If I didn't mess up the details, it works out to \(N ( 1 - \frac{\pi^2}{12})\). Not one of your harder problems, but definitely surprising!
 
correct.
it is
\(\sum_{k=1}^\infty \large(\frac{1}{k} - \frac{1}{k+1}\right)\cdot \large(N\cdot\large(\frac{1}{k} - \frac{1}{k+1}\right)\cdot \frac{k}{2}\right)\)

one distinguishes cases depending on the number of articles bought (Pr in the first bracket) and computes the expected change in each case (the second bracket).
 
With brutal force.

For k=1,..., if x is in [N/(k+1), N/k), then
the expectation of the change is \(\int_{N/(k+1)}^{N/k} (N-kx) \frac{1}{N}dx =\frac{N}{2} \frac{1}{ k (k+1)^2}\)

Then adding them altogether, we have
\(\sum_{k=1}^\infty \frac{N}{2} \frac{1}{ k (k+1)^2}=\frac{N}{2} \sum_{k=1}^\infty \{\frac{1}{ k (k+1)} - \frac{1}{ (k+1)^2}\} \)
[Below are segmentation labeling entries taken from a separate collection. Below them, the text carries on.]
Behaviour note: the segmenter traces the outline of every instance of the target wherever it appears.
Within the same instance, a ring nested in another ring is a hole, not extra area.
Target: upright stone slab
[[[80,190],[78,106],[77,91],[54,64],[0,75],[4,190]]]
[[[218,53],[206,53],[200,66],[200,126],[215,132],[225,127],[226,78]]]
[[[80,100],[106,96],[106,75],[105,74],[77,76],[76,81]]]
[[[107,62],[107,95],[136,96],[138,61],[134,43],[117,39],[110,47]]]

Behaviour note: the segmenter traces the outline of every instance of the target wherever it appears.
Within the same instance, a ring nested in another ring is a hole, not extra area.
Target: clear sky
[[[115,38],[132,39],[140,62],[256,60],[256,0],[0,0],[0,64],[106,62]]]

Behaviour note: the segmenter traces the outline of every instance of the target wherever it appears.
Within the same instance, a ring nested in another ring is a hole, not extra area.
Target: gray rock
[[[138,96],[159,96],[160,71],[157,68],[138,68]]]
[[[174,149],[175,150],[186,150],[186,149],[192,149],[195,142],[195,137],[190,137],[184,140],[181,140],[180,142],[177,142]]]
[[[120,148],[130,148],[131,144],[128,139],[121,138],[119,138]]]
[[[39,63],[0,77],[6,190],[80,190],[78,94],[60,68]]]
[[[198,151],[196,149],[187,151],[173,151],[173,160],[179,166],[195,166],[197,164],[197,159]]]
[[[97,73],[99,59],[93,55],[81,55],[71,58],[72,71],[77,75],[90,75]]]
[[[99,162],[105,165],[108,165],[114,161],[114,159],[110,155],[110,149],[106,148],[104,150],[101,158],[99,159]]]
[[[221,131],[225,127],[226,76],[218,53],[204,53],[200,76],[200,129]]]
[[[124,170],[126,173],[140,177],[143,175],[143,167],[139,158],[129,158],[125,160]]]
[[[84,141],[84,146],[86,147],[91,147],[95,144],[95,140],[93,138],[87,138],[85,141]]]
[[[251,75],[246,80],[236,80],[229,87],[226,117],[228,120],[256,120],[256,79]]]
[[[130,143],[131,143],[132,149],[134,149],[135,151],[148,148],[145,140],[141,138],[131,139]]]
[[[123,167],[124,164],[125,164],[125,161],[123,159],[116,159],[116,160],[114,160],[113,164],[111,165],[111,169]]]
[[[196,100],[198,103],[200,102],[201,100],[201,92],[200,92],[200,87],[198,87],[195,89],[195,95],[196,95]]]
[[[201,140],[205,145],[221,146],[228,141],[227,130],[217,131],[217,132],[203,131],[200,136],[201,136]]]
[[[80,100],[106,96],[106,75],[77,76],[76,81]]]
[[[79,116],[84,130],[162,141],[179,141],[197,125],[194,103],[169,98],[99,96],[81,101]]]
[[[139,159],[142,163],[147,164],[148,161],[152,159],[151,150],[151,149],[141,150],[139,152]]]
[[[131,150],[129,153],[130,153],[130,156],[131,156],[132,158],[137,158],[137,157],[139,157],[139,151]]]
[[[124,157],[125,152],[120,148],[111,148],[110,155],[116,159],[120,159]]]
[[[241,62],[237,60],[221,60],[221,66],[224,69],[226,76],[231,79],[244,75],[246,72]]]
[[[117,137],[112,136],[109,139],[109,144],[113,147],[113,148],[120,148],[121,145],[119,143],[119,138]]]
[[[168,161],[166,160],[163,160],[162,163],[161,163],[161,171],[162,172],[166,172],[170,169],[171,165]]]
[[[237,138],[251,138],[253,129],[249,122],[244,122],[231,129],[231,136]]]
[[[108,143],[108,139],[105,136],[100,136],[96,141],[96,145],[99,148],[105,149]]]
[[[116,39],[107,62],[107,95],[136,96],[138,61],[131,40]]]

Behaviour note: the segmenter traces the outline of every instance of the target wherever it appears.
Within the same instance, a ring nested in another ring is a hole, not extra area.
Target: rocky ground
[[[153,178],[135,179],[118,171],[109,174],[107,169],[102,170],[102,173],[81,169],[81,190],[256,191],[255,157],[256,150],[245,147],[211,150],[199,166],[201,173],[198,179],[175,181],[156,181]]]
Ignoring the N/2 for the moment, the sum of the first term is 1 and the sum of the second term (ignoring the subtraction sign) is \(\pi^2/6-1\)
Putting these two pieces together,
we have \(\frac{N}{2} \{1 -(\pi^2/6-1)\}=N(1-\pi^2/12)\)

As other people have mentioned, for this problem, brutal force is quite easy. I'm not sure if you have a cute solution other than the brutal force.

correct.
it is
\(\sum_{k=1}^\infty \large(\frac{1}{k} - \frac{1}{k+1}\right)\cdot \large(N\cdot\large(\frac{1}{k} - \frac{1}{k+1}\right)\cdot \frac{k}{2}\right)\)

one distinguishes cases depending on the number of articles bought (Pr in the first bracket) and computes the expected change in each case (the second bracket).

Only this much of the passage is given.